N° 626 | Le 20 juin 2002 | Jacques Trémintin | Critiques de livres (accès libre)
Les réseaux d’échanges réciproques de savoirs (RERS) dépassent l’horizon de leur seule créatrice. C’est plus de 80 contributions qui viennent, dans cet ouvrage, en dresser un tableau haut en concepts et en illustrations. Ce mouvement embrasse une foule d’acteurs qui ont construit des lieux où chacun peut être accueilli, reconnu, respecté et étayé par la réciprocité des savoirs. Face à une société qui a beaucoup de mal à penser égalité et différence, il offre une socialisation alternative à celle proposée par l’école ou l’entreprise. À la compétition et à la course au meilleur il oppose l’individualisation constructive et l’apprentissage des compétences sociales collectives. Entre le « tout pour soi » et l’intégrisme, ce peut être là, la préfiguration de ce que pourrait devenir notre monde, si seulement l’action engagée sortait du laboratoire que constituent encore les RERS. « On ne résoudra aucun des problèmes de notre société sans les savoirs, savoir-faire, compétences, aspirations, expériences et compréhensions de tous ceux qui sont concernés » (p.15).
Cette démarche est déjà à l’œuvre dans nombre d’endroits. Enfants de l’éducation populaire et des pédagogies Freinet et institutionnelle, les RERS concernent d’abord l’école : au maître explicateur qui affirme « sans mon explication, tu n’y arriveras pas » s’oppose le maître émancipateur « tu es capable de comprendre, tu vas apprendre à apprendre et à comprendre en cherchant les explications y compris auprès des autres ». Et les petits de maternelle de se proposer pour s’apprendre mutuellement à se beurrer leur tartine ou à se lacer leurs chaussures.
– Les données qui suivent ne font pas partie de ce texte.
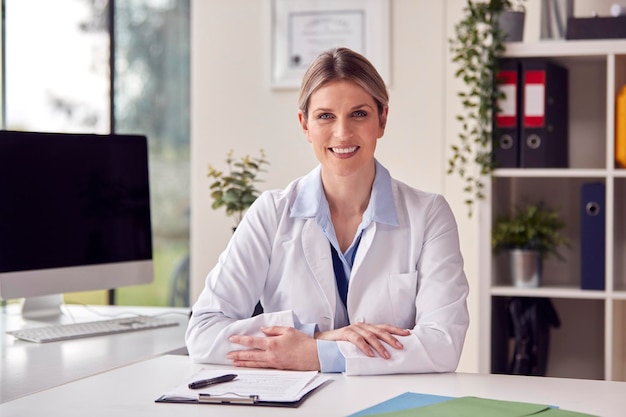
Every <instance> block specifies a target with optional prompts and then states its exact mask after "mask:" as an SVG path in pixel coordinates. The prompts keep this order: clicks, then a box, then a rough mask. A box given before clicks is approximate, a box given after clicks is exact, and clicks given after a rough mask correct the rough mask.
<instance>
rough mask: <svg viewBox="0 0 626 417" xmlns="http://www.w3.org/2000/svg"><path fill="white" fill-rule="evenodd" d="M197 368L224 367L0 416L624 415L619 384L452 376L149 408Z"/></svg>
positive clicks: (168, 376)
mask: <svg viewBox="0 0 626 417" xmlns="http://www.w3.org/2000/svg"><path fill="white" fill-rule="evenodd" d="M203 366H204V367H207V368H224V367H222V366H219V367H218V366H210V365H197V364H192V363H191V361H190V360H189V358H188V357H187V356H173V355H165V356H160V357H157V358H153V359H150V360H147V361H144V362H140V363H135V364H132V365H129V366H125V367H122V368H118V369H114V370H112V371H109V372H105V373H101V374H98V375H94V376H92V377H90V378H86V379H83V380H80V381H75V382H72V383H69V384H66V385H62V386H58V387H55V388H52V389H49V390H46V391H42V392H39V393H36V394H33V395H31V396H28V397H24V398H20V399H17V400H14V401H10V402H7V403H4V404H0V415H2V416H3V417H14V416H15V417H17V416H30V415H32V416H37V415H53V416H56V415H59V416H61V415H62V416H64V417H73V416H76V417H79V416H80V417H84V416H90V417H100V416H102V417H110V416H111V415H116V416H118V417H125V416H133V417H138V416H150V417H160V416H168V417H171V416H172V415H176V416H178V417H185V416H200V415H203V416H206V415H219V416H223V417H229V416H255V417H263V416H281V415H289V416H347V415H349V414H352V413H354V412H357V411H359V410H362V409H364V408H367V407H370V406H372V405H374V404H377V403H379V402H382V401H384V400H387V399H389V398H392V397H394V396H396V395H399V394H401V393H403V392H407V391H411V392H420V393H428V394H436V395H446V396H457V397H458V396H479V397H484V398H495V399H500V400H511V401H526V402H536V403H543V404H551V405H556V406H559V407H561V408H563V409H567V410H571V411H579V412H586V413H591V414H595V415H599V416H603V417H618V416H623V415H624V410H626V396H625V395H624V393H625V392H626V382H607V381H594V380H580V379H562V378H542V377H526V376H511V375H484V374H460V373H459V374H454V373H450V374H421V375H386V376H360V377H359V376H351V377H347V376H344V375H342V374H335V375H333V381H332V382H331V383H329V384H327V385H326V386H324V387H322V388H321V389H320V390H318V391H316V392H315V393H313V395H311V396H310V397H309V398H308V399H307V400H306V401H305V402H304V403H303V404H302V405H301V406H300V407H299V408H296V409H288V408H275V407H251V406H241V405H238V406H234V405H213V404H212V405H206V404H203V405H196V404H193V405H192V404H162V403H155V402H154V400H155V399H156V398H158V397H159V396H160V395H161V394H162V393H164V392H165V391H167V390H169V389H170V388H172V387H173V386H175V385H177V384H179V383H180V382H181V381H182V380H184V379H185V378H186V377H188V376H189V375H190V374H191V373H193V372H195V371H196V370H197V369H199V368H200V367H203Z"/></svg>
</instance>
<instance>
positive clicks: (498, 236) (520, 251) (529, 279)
mask: <svg viewBox="0 0 626 417" xmlns="http://www.w3.org/2000/svg"><path fill="white" fill-rule="evenodd" d="M564 227H565V223H564V222H563V221H562V220H561V218H560V216H559V213H558V212H557V211H556V210H553V209H550V208H548V207H546V206H545V205H543V204H541V203H539V204H529V205H527V206H525V207H523V208H521V207H518V208H517V209H516V210H515V211H514V212H513V213H512V214H510V215H504V216H500V217H498V218H496V220H495V222H494V225H493V229H492V231H491V244H492V248H493V250H494V251H495V252H500V251H503V250H506V251H508V253H509V257H510V261H511V276H512V280H513V283H514V285H515V286H518V287H537V286H539V285H540V283H541V271H542V264H543V259H544V258H545V257H546V256H548V255H554V256H556V257H558V258H559V259H563V257H562V256H561V255H560V254H559V252H558V251H557V249H558V248H559V246H561V245H569V240H568V239H567V238H566V237H564V236H563V235H562V234H561V230H562V229H563V228H564Z"/></svg>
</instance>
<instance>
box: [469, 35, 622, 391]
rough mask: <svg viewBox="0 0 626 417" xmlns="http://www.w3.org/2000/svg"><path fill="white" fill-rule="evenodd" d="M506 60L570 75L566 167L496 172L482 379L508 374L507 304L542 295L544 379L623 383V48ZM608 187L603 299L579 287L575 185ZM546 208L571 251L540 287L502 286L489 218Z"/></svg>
mask: <svg viewBox="0 0 626 417" xmlns="http://www.w3.org/2000/svg"><path fill="white" fill-rule="evenodd" d="M505 56H507V57H517V58H526V57H529V58H530V57H543V58H549V59H551V60H554V61H555V62H557V63H559V64H560V65H563V66H565V67H566V68H568V72H569V95H570V103H569V132H570V136H569V168H566V169H500V170H496V171H495V172H494V176H493V178H491V181H488V182H487V183H488V184H489V185H488V190H487V198H486V200H485V201H484V202H483V203H482V204H481V208H480V225H481V226H480V228H481V231H482V233H481V242H480V245H481V250H480V254H481V255H480V256H481V259H480V273H481V277H488V279H481V289H480V291H481V307H480V308H481V311H480V321H481V326H480V328H481V332H482V334H481V337H480V340H481V351H482V352H483V354H482V355H481V358H480V360H481V364H480V368H481V371H484V372H494V373H500V372H506V368H507V363H506V360H507V357H506V353H507V349H510V346H508V344H509V341H508V338H507V335H506V334H504V330H503V328H504V325H505V321H506V317H505V314H507V313H506V311H504V306H505V304H506V300H507V299H508V298H509V297H547V298H550V299H551V300H552V303H553V305H554V306H555V308H556V310H557V313H558V315H559V318H560V321H561V326H560V327H559V328H556V329H552V331H551V340H550V353H549V358H548V368H547V376H556V377H576V378H589V379H605V380H616V381H626V329H624V327H625V326H626V169H624V168H621V167H617V166H616V165H615V163H614V137H615V134H614V133H615V128H614V126H615V110H614V109H615V96H616V94H617V92H618V90H619V88H620V87H621V86H622V85H624V84H626V40H606V41H605V40H601V41H596V40H593V41H542V42H539V43H534V44H524V43H511V44H508V45H507V51H506V53H505ZM586 182H602V183H604V184H605V187H606V201H605V206H606V230H605V232H606V242H605V243H606V254H605V268H606V275H605V282H606V289H605V290H604V291H592V290H581V289H580V240H581V236H580V208H579V204H580V186H581V185H582V184H583V183H586ZM525 201H545V202H546V204H548V205H549V206H550V207H553V208H555V209H557V210H559V212H560V214H561V215H562V217H563V219H564V220H565V222H566V225H567V226H566V230H565V232H564V233H565V235H566V236H567V237H568V238H569V239H570V240H571V242H572V245H571V248H569V249H567V248H564V249H562V250H561V251H560V252H561V254H562V256H563V257H564V258H565V261H564V262H563V261H560V260H558V259H556V258H554V257H551V258H547V259H546V261H545V263H544V271H543V283H542V285H541V286H540V287H539V288H516V287H512V286H511V285H510V279H509V273H508V269H507V268H508V267H507V262H506V259H503V257H501V256H499V255H498V256H495V255H493V254H492V251H491V246H490V236H491V224H492V220H493V218H494V217H495V216H497V215H499V214H501V213H505V212H508V211H509V210H510V209H512V208H513V207H515V206H516V205H517V204H520V203H523V202H525Z"/></svg>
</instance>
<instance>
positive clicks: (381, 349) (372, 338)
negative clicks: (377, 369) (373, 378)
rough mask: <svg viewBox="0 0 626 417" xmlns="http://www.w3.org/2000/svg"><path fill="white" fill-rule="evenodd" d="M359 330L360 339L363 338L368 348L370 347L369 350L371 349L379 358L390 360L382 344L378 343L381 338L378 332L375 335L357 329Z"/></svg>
mask: <svg viewBox="0 0 626 417" xmlns="http://www.w3.org/2000/svg"><path fill="white" fill-rule="evenodd" d="M359 330H360V331H361V332H362V333H361V337H363V339H364V340H365V341H366V343H367V344H368V345H369V346H371V348H373V349H374V350H375V351H376V352H377V353H378V355H379V356H381V357H383V358H385V359H389V358H391V355H390V354H389V352H388V351H387V349H386V348H385V346H383V344H382V343H381V342H380V338H381V334H379V333H380V332H377V333H376V332H372V331H370V330H366V331H364V329H359ZM375 331H377V330H375Z"/></svg>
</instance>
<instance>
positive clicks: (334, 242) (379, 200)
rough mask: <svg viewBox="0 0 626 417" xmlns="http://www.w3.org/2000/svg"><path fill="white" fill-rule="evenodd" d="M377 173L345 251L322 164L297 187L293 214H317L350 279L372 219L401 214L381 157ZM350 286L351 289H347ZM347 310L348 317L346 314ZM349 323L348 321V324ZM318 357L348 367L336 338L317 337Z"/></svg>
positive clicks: (397, 219)
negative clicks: (321, 170) (339, 236)
mask: <svg viewBox="0 0 626 417" xmlns="http://www.w3.org/2000/svg"><path fill="white" fill-rule="evenodd" d="M374 163H375V166H376V173H375V175H374V183H373V185H372V194H371V196H370V201H369V204H368V205H367V208H366V209H365V212H364V213H363V218H362V219H361V224H359V227H358V228H357V231H356V234H355V235H354V238H353V239H352V243H351V244H350V247H348V249H347V250H346V251H345V252H341V250H340V249H339V243H338V241H337V235H336V233H335V228H334V226H333V223H332V220H331V217H330V209H329V207H328V201H327V200H326V195H325V194H324V187H323V185H322V176H321V166H318V167H317V168H315V169H314V170H313V171H311V172H310V173H309V174H308V175H307V176H306V177H305V178H304V179H303V181H302V187H301V188H300V190H299V191H298V195H297V196H296V199H295V201H294V205H293V207H292V209H291V212H290V216H291V217H300V218H315V222H316V223H317V224H318V225H319V227H320V228H321V229H322V231H323V232H324V235H325V236H326V237H327V238H328V241H329V242H330V243H331V244H332V245H333V247H334V248H335V250H336V251H337V254H338V255H339V258H340V259H341V262H342V264H343V268H344V271H345V276H346V279H347V280H348V282H350V272H351V271H352V265H353V262H354V256H355V254H356V251H357V249H358V247H359V241H360V237H361V234H362V232H363V230H365V229H366V228H367V227H368V226H369V225H370V224H371V223H372V222H377V223H384V224H389V225H393V226H397V225H398V224H399V223H398V214H397V211H396V205H395V203H394V199H393V191H392V188H391V175H390V174H389V171H388V170H387V169H386V168H385V167H383V166H382V165H381V164H380V163H379V162H378V161H374ZM349 291H350V290H349V289H348V292H349ZM339 304H340V307H339V308H341V309H343V310H344V312H346V311H345V310H346V306H344V305H343V303H339ZM347 316H348V315H347V312H346V317H347ZM347 324H349V323H345V325H347ZM316 327H317V325H316V324H315V323H308V324H302V325H300V326H299V330H301V331H303V332H305V333H307V334H309V335H311V336H313V334H314V332H315V330H316ZM317 350H318V357H319V361H320V367H321V370H322V372H343V371H345V369H346V361H345V358H344V356H343V355H342V354H341V352H340V351H339V347H338V346H337V342H334V341H328V340H318V341H317Z"/></svg>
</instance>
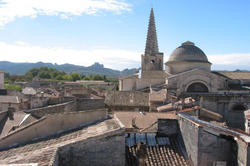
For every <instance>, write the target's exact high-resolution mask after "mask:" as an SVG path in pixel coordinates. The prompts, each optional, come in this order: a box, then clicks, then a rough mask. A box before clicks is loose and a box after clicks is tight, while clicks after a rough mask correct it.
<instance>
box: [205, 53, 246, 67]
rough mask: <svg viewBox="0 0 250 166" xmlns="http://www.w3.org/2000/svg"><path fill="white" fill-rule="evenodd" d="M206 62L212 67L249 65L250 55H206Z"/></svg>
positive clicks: (235, 53)
mask: <svg viewBox="0 0 250 166" xmlns="http://www.w3.org/2000/svg"><path fill="white" fill-rule="evenodd" d="M208 60H209V61H210V62H211V63H212V64H214V65H234V66H237V65H238V66H241V65H249V63H250V53H232V54H217V55H208Z"/></svg>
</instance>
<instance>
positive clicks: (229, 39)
mask: <svg viewBox="0 0 250 166" xmlns="http://www.w3.org/2000/svg"><path fill="white" fill-rule="evenodd" d="M151 8H154V12H155V21H156V29H157V37H158V44H159V50H160V52H163V53H164V61H165V62H166V61H167V60H168V58H169V56H170V55H171V53H172V52H173V51H174V49H175V48H177V47H179V46H180V45H181V43H183V42H185V41H187V40H189V41H192V42H194V43H195V45H196V46H198V47H199V48H201V49H202V50H203V51H204V53H205V54H206V55H207V57H208V60H209V61H210V62H211V63H212V64H213V65H212V69H213V70H235V69H242V70H244V69H245V70H250V65H249V64H250V1H249V0H0V61H11V62H39V61H42V62H51V63H57V64H64V63H70V64H76V65H81V66H90V65H92V64H93V63H94V62H99V63H102V64H104V66H105V67H108V68H112V69H118V70H123V69H125V68H135V67H136V68H138V67H140V58H141V54H143V53H144V49H145V42H146V35H147V26H148V19H149V14H150V9H151Z"/></svg>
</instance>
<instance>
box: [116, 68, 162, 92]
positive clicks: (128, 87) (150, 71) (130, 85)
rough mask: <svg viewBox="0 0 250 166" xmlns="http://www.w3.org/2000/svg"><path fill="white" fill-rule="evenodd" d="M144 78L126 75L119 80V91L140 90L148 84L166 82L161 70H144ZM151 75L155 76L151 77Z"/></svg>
mask: <svg viewBox="0 0 250 166" xmlns="http://www.w3.org/2000/svg"><path fill="white" fill-rule="evenodd" d="M145 72H146V73H145V74H144V75H148V77H146V78H138V77H133V76H132V77H128V78H122V79H120V80H119V90H120V91H132V90H140V89H144V88H147V87H150V86H154V85H159V84H164V83H165V82H166V79H165V77H166V74H165V73H164V72H163V71H145ZM152 76H156V78H153V77H152Z"/></svg>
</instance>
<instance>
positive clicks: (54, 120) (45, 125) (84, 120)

Et les grands de collège apposant une gommette de couleur différente sur le tableau énonçant des connaissances qui leur semblent acquises ou non-acquises, se donnant ainsi les moyens alors de solliciter ceux de leurs camarades qui pourraient les aider à progresser.
Mais cela peut aussi être un outil pour les travailleurs sociaux. Même si les intervenants cherchent à faire fructifier le potentiel de l’usager, ils ne prennent pas toujours les moyens de bien les identifier. Repérer les savoirs de l’autre, c’est aussi un apprentissage. Cela passe d’ailleurs aussi par la reconnaissance de ses propres compétences et de ses propres manques. Se confronter aux savoirs d’usagers, perçus alors comme des partenaires, permet de percevoir les complémentarités qu’ils proposent. C’est finalement adopter une position d’accompagnateur-transmetteur visant à l’autonomie de son interlocuteur. Cela se manifeste par exemple dans la démarche qui, se refusant de répondre directement aux demandes, propose des rencontres avec d’autres usagers ayant les compétences pour apprendre à apporter ses propres réponses. Les RERS constituent un formidable support permettant de se (re)construire une image positive de soi et une relation de confiance à l’autre.